6. Uap dengan tekanan dan suhu yang tinggi inilah yang menjadi
sumber tenaga turbin tekanan tinggi (11) yang merupakan turbin
tingkat pertama dari 3 tingkatan.
7. Untuk mengatur turbin agar mencapai set point, kita dapat
menyeting steam governor valve (10) secara manual maupun
otomatis.
8. Suhu dan tekanan uap yang keluar dari Turbin tekanan tinggi (11)
akan sangat berkurang drastis, untuk itu uap ini dialirkan kembali ke
boiler re-heater (21) untuk meningkatkan suhu dan tekanannya
kembali.
9. Uap yang sudah dipanaskan kembali tersebut digunakan sebagai
penggerak turbin tingkat kedua atau disebut turbin tekanan sedang
(9), dan keluarannya langsung digunakan untuk menggerakkan
turbin tingkat 3 atau turbin tekanan rendah (6).
10. Uap keluaran dari turbin tingkat 3 mempunyai suhu sedikit diatas
titik didih, sehingga perlu di alirkan ke condensor (8) agar menjadi
air untuk dimasak ulang.
11. Air tersebut kemudian dialirkan melalui deaerator (12) oleh feed
pump (7) untuk dimasak ulang. awalnya dipanaskan di feed heater
(13) yang panasnya bersumber dari high pressure set, kemudian ke
economiser (23) sebelum di kembalikan ke tabung boiler(17).
12. Sedangkan Air pendingin dari condensor akan di semprotkan
kedalam cooling tower (1) , dan inilah yang meyebabkan timbulnya
asap air pada cooling tower. kemudian air yang sudah agak dingin
dipompa balik ke condensor sebagai air pendingin ulang.
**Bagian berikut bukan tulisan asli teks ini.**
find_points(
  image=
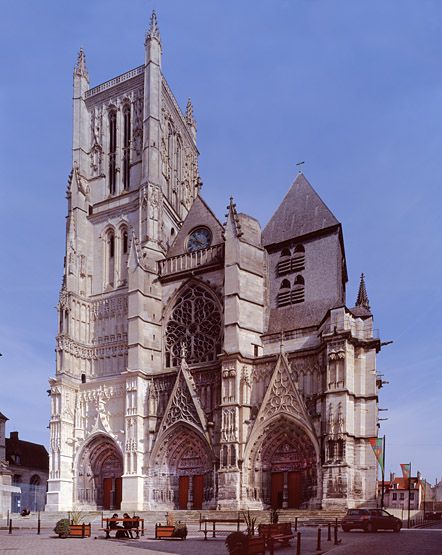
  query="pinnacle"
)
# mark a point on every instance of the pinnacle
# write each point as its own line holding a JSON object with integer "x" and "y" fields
{"x": 154, "y": 31}
{"x": 189, "y": 113}
{"x": 80, "y": 66}
{"x": 362, "y": 299}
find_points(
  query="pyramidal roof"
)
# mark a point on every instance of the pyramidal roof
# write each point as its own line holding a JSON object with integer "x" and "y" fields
{"x": 301, "y": 212}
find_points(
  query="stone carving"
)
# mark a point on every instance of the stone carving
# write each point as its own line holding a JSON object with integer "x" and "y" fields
{"x": 229, "y": 428}
{"x": 282, "y": 395}
{"x": 196, "y": 321}
{"x": 138, "y": 122}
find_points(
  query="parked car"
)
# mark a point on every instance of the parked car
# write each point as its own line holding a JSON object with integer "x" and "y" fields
{"x": 370, "y": 520}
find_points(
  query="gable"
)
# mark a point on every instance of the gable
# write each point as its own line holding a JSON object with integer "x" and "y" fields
{"x": 198, "y": 215}
{"x": 184, "y": 405}
{"x": 282, "y": 396}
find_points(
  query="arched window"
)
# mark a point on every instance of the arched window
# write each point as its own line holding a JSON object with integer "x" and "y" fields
{"x": 170, "y": 152}
{"x": 126, "y": 147}
{"x": 298, "y": 290}
{"x": 284, "y": 298}
{"x": 283, "y": 266}
{"x": 298, "y": 259}
{"x": 179, "y": 161}
{"x": 123, "y": 255}
{"x": 195, "y": 321}
{"x": 110, "y": 258}
{"x": 112, "y": 151}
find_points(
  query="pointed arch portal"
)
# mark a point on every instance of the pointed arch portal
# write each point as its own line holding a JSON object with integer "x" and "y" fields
{"x": 283, "y": 470}
{"x": 99, "y": 472}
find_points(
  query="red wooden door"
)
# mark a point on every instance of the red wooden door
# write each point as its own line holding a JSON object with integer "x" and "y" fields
{"x": 198, "y": 491}
{"x": 295, "y": 490}
{"x": 183, "y": 492}
{"x": 277, "y": 489}
{"x": 107, "y": 493}
{"x": 118, "y": 492}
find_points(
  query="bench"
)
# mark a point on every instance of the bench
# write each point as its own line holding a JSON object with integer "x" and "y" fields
{"x": 79, "y": 530}
{"x": 166, "y": 532}
{"x": 129, "y": 525}
{"x": 221, "y": 521}
{"x": 276, "y": 533}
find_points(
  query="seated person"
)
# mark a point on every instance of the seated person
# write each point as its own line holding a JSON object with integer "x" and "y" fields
{"x": 128, "y": 525}
{"x": 112, "y": 524}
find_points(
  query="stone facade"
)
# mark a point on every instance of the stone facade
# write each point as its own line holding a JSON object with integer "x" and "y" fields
{"x": 199, "y": 364}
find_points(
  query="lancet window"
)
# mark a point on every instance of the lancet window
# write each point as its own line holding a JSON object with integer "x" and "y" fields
{"x": 126, "y": 146}
{"x": 291, "y": 261}
{"x": 195, "y": 321}
{"x": 112, "y": 151}
{"x": 289, "y": 294}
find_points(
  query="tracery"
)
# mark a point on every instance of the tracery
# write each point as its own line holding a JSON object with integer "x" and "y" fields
{"x": 196, "y": 322}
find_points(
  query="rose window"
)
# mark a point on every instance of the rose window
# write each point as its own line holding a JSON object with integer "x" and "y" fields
{"x": 196, "y": 322}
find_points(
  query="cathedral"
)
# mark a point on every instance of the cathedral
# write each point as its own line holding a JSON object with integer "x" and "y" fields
{"x": 200, "y": 364}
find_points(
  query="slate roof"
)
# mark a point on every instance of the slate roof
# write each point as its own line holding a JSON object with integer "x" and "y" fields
{"x": 301, "y": 212}
{"x": 32, "y": 455}
{"x": 302, "y": 315}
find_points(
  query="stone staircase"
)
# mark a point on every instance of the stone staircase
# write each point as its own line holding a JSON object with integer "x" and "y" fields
{"x": 305, "y": 517}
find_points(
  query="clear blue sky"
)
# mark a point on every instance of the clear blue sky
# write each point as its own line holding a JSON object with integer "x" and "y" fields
{"x": 353, "y": 88}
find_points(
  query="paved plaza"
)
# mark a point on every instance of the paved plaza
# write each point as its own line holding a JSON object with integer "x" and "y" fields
{"x": 407, "y": 542}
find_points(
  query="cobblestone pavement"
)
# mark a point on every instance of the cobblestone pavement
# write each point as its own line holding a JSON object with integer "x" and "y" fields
{"x": 27, "y": 542}
{"x": 407, "y": 542}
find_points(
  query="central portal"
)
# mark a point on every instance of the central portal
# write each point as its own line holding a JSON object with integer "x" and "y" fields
{"x": 184, "y": 470}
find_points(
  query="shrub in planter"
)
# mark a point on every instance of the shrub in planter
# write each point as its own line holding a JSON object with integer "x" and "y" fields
{"x": 180, "y": 531}
{"x": 62, "y": 528}
{"x": 236, "y": 543}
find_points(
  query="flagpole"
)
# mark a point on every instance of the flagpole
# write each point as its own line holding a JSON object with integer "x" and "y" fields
{"x": 409, "y": 494}
{"x": 383, "y": 474}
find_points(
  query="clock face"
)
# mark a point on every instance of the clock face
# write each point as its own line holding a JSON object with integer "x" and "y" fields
{"x": 200, "y": 238}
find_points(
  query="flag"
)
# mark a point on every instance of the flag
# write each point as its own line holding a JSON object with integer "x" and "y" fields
{"x": 406, "y": 468}
{"x": 377, "y": 445}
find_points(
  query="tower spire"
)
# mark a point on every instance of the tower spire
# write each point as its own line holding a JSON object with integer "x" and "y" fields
{"x": 154, "y": 30}
{"x": 80, "y": 66}
{"x": 362, "y": 299}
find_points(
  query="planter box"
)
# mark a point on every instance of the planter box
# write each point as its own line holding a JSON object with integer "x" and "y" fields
{"x": 79, "y": 531}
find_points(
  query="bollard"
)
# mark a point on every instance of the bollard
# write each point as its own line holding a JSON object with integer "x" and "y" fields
{"x": 318, "y": 543}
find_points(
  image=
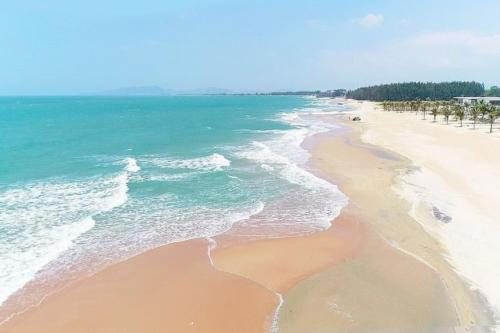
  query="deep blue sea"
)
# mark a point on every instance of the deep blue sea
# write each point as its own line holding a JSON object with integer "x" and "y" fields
{"x": 98, "y": 179}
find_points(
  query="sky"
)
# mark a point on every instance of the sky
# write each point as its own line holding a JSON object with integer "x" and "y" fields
{"x": 54, "y": 47}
13. Ketiga turbin di gabung dengan shaft yang sama dengan generator 3
phase (5), Generator ini kemudian membangkitkan listrik tegangan
menengah ( 20-25 kV).
14. Dengan menggunakan transformer 3 phase (4) , tegangan dinaikkan
menjadi tegangan tinggi berkisar 250-500 kV yang kemudian
dialirkan ke sistem transmisi 3 phase.
15. Sedangkan gas buang dari boiler di isap oleh kipas pengisap(26)
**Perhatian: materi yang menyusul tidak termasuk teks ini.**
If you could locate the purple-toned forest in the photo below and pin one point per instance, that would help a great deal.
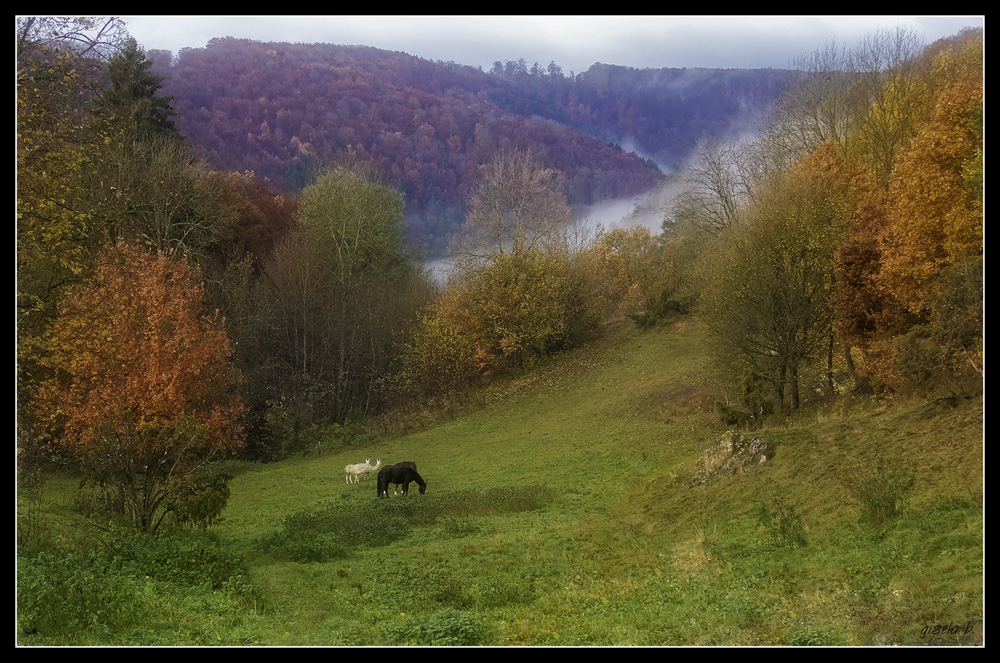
(286, 110)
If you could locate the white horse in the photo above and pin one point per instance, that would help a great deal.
(354, 471)
(370, 469)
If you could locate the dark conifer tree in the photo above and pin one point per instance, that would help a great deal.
(131, 103)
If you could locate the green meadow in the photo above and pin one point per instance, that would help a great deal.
(561, 509)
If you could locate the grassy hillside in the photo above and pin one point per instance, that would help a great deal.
(564, 512)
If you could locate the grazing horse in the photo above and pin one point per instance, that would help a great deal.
(399, 473)
(405, 463)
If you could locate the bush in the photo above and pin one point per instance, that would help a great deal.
(783, 524)
(446, 628)
(817, 637)
(61, 594)
(879, 489)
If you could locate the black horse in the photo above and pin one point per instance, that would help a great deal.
(400, 473)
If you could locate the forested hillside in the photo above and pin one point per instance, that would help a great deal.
(284, 110)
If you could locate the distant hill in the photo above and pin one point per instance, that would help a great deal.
(284, 110)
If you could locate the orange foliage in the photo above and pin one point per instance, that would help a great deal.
(935, 221)
(135, 343)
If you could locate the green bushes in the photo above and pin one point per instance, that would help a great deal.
(120, 592)
(448, 627)
(333, 530)
(878, 489)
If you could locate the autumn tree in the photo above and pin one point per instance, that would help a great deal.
(342, 285)
(57, 64)
(766, 292)
(141, 387)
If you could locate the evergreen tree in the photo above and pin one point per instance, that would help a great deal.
(131, 103)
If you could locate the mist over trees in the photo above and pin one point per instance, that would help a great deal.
(284, 110)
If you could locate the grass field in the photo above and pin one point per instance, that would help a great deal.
(559, 511)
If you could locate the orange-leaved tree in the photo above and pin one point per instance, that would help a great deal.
(142, 390)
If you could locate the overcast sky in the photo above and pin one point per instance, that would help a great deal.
(572, 42)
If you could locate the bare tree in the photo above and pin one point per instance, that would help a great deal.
(517, 206)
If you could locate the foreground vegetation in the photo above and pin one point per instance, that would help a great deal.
(560, 511)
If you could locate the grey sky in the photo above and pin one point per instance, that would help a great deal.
(573, 42)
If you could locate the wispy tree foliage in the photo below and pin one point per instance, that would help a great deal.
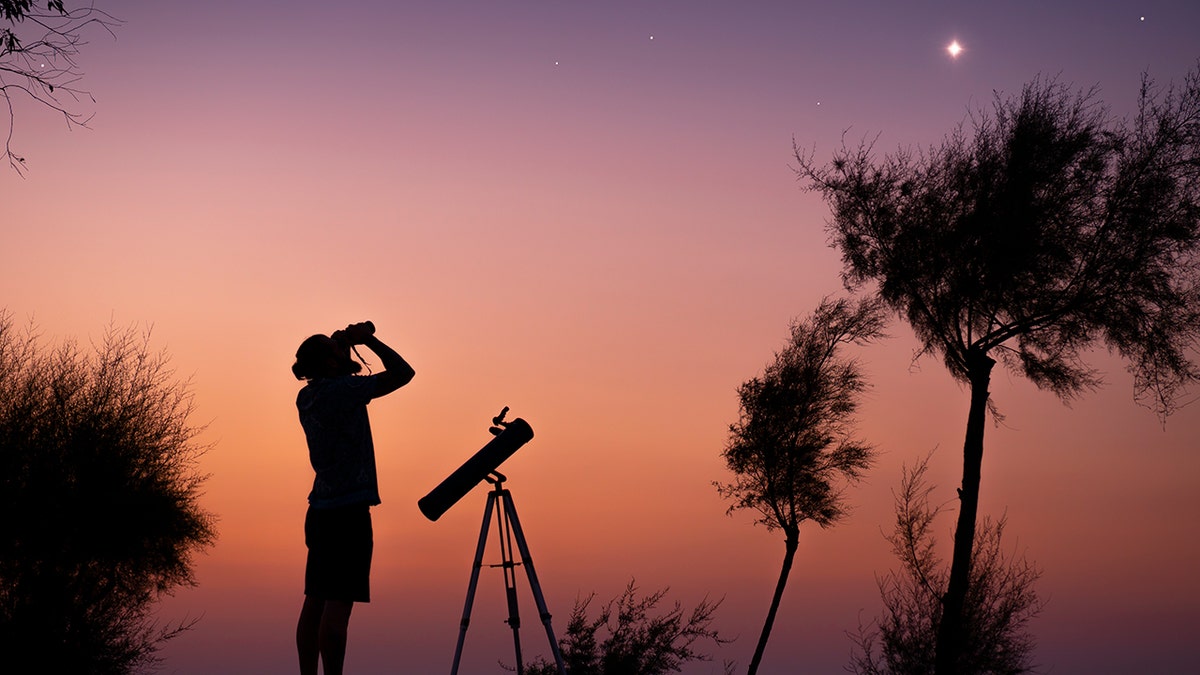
(100, 488)
(628, 638)
(1001, 599)
(792, 449)
(39, 46)
(1031, 236)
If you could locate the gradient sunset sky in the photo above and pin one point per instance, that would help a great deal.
(585, 211)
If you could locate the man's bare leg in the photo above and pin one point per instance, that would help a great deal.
(334, 622)
(309, 634)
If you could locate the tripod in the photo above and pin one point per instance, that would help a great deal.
(508, 527)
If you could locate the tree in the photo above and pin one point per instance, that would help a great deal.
(1049, 228)
(792, 442)
(100, 488)
(635, 643)
(1000, 604)
(37, 59)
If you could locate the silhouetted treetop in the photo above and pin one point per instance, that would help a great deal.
(1036, 232)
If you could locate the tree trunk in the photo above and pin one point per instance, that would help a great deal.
(790, 543)
(951, 631)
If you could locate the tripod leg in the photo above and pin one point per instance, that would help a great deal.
(504, 530)
(527, 561)
(474, 581)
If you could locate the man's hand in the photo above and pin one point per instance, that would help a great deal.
(355, 333)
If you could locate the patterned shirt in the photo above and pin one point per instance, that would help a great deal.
(334, 416)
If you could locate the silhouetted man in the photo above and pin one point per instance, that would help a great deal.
(337, 529)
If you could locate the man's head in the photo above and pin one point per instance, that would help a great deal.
(321, 356)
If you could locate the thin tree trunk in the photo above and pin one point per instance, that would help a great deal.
(790, 543)
(951, 631)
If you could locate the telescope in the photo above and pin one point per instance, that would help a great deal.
(509, 438)
(481, 466)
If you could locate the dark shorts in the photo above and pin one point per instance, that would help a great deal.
(340, 543)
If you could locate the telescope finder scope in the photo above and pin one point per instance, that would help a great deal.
(456, 485)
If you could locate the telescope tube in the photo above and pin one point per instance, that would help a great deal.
(456, 485)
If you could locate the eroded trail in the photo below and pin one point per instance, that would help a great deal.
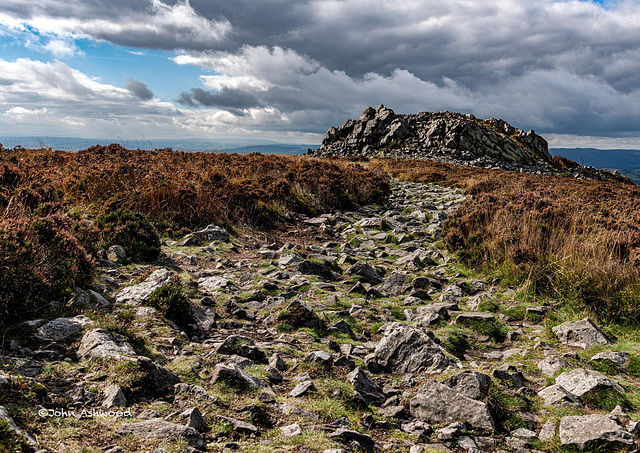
(355, 330)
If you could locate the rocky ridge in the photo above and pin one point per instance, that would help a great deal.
(356, 331)
(444, 136)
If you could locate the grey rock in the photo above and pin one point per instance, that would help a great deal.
(620, 359)
(211, 285)
(429, 314)
(347, 437)
(62, 328)
(242, 346)
(19, 366)
(548, 431)
(182, 390)
(159, 379)
(300, 314)
(308, 267)
(239, 426)
(290, 431)
(117, 254)
(100, 343)
(367, 389)
(194, 419)
(4, 415)
(237, 376)
(406, 349)
(580, 382)
(550, 365)
(471, 384)
(557, 395)
(302, 389)
(395, 284)
(160, 429)
(594, 431)
(523, 433)
(321, 358)
(277, 362)
(451, 432)
(113, 397)
(139, 294)
(436, 403)
(475, 317)
(97, 301)
(365, 272)
(582, 334)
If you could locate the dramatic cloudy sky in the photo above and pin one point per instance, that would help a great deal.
(289, 69)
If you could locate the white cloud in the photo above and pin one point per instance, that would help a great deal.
(150, 23)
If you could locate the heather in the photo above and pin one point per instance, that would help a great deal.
(566, 238)
(60, 210)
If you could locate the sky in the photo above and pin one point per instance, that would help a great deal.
(287, 70)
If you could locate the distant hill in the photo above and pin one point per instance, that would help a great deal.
(228, 145)
(626, 161)
(618, 159)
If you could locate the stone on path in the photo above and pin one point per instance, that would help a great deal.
(581, 334)
(594, 431)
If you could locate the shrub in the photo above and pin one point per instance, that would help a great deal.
(566, 238)
(132, 231)
(40, 261)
agar melewati electrostatic precipitator (25) untuk mengurangi
polusi dan kemudian gas yg sudah disaring akan dibuang melalui
cerobong (27).
BAB IV
PENUTUP
A. Kesimpulan
Berdasarkan uraian yang telah dijelaskan mengenai Pemanfaatan
Batubara Sebagai Bahan Bakar PLTU dapat disimpulkan bahwa :
1. Pengertian batubara adalah batuan sedimen yang dapat terbakar,
terbentuk dari endapan organik, utamanya adalah sisa-sisa tumbuhan
dan terbentuk melalui proses pembatubaraan.
2. Bahan bakar yang digunakan pada PLTU adalah batubara jenis
subbituminus dan bituminus.
3. Pemanfaatan batubara sebagai bahan bakar PLTU merukan solusi
yang dapat dipilih untuk menghemat penggunaan bahan bakar minyak
sebagai sumber tenaga pembangkit listrik.
DAFTAR PUSTAKA

http://www.scribd.com/doc/55111505/Batubara-Sebagai-Bahan-
Bakar-PLTU. (diakases tanggal 01 JUNI 2017)
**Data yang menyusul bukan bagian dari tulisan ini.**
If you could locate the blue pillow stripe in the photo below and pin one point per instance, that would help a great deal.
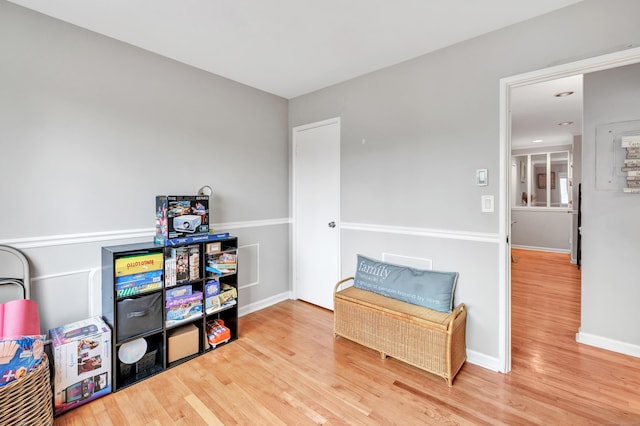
(431, 289)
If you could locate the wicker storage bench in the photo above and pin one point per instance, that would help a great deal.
(431, 340)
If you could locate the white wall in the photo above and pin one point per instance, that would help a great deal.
(428, 124)
(610, 231)
(93, 129)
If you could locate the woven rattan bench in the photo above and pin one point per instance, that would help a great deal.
(431, 340)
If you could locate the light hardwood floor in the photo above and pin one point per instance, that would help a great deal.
(287, 369)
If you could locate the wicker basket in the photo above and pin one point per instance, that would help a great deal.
(430, 340)
(28, 401)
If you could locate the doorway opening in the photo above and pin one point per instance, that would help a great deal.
(613, 60)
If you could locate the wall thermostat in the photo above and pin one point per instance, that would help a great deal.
(482, 177)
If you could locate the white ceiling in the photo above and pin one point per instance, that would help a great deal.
(292, 47)
(536, 113)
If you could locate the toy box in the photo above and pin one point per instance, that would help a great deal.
(130, 285)
(180, 216)
(217, 333)
(183, 308)
(82, 363)
(141, 263)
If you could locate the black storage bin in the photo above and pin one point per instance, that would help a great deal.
(139, 315)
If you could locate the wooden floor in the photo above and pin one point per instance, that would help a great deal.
(287, 369)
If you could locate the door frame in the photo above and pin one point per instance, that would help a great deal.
(598, 63)
(294, 201)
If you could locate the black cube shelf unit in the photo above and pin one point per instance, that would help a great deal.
(168, 304)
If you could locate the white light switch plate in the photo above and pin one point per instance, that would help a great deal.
(487, 203)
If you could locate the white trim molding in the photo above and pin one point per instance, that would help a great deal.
(264, 303)
(127, 234)
(608, 344)
(483, 360)
(423, 232)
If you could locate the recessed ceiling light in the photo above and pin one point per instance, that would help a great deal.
(563, 94)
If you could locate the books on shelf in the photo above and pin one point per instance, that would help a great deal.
(193, 239)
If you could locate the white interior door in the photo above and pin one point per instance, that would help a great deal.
(316, 211)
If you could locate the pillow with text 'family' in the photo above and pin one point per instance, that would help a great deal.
(431, 289)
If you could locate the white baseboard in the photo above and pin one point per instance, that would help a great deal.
(264, 303)
(483, 360)
(608, 344)
(547, 249)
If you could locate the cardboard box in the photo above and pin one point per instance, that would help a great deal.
(181, 216)
(82, 363)
(182, 342)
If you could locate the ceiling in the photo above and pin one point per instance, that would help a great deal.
(536, 113)
(293, 47)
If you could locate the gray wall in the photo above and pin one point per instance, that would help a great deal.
(429, 123)
(92, 129)
(611, 235)
(79, 112)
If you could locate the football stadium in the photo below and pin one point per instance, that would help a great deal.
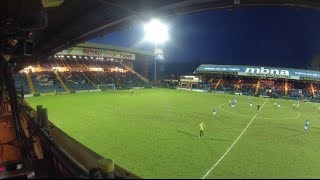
(128, 127)
(93, 110)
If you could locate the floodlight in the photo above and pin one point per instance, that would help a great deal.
(156, 31)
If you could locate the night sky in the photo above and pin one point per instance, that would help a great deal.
(268, 36)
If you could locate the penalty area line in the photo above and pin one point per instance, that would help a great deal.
(215, 165)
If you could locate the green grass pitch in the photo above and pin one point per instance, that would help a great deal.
(154, 133)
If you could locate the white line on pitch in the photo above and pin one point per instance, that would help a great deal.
(233, 143)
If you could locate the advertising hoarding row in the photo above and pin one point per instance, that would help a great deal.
(260, 71)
http://teknologi.kompasiana.com/terapan/2014/02/20/teknologi-
pembakaran-pada-pltu-batubara-636534.html. (diakses tanggal
01JUNI 2017)
http://id.wikipedia.org/wiki/Batu_bara. (diakses tanggal 01 JUNI
2017)
Sodiqin mandala putra .(2011). Teknologi pemanfaatan batubara
untuk Menghasilkan batubara cair, pembangkit tenaga Listrik, gas
metana dan briket batubara. Jurnal Pemanfaatan Batubara.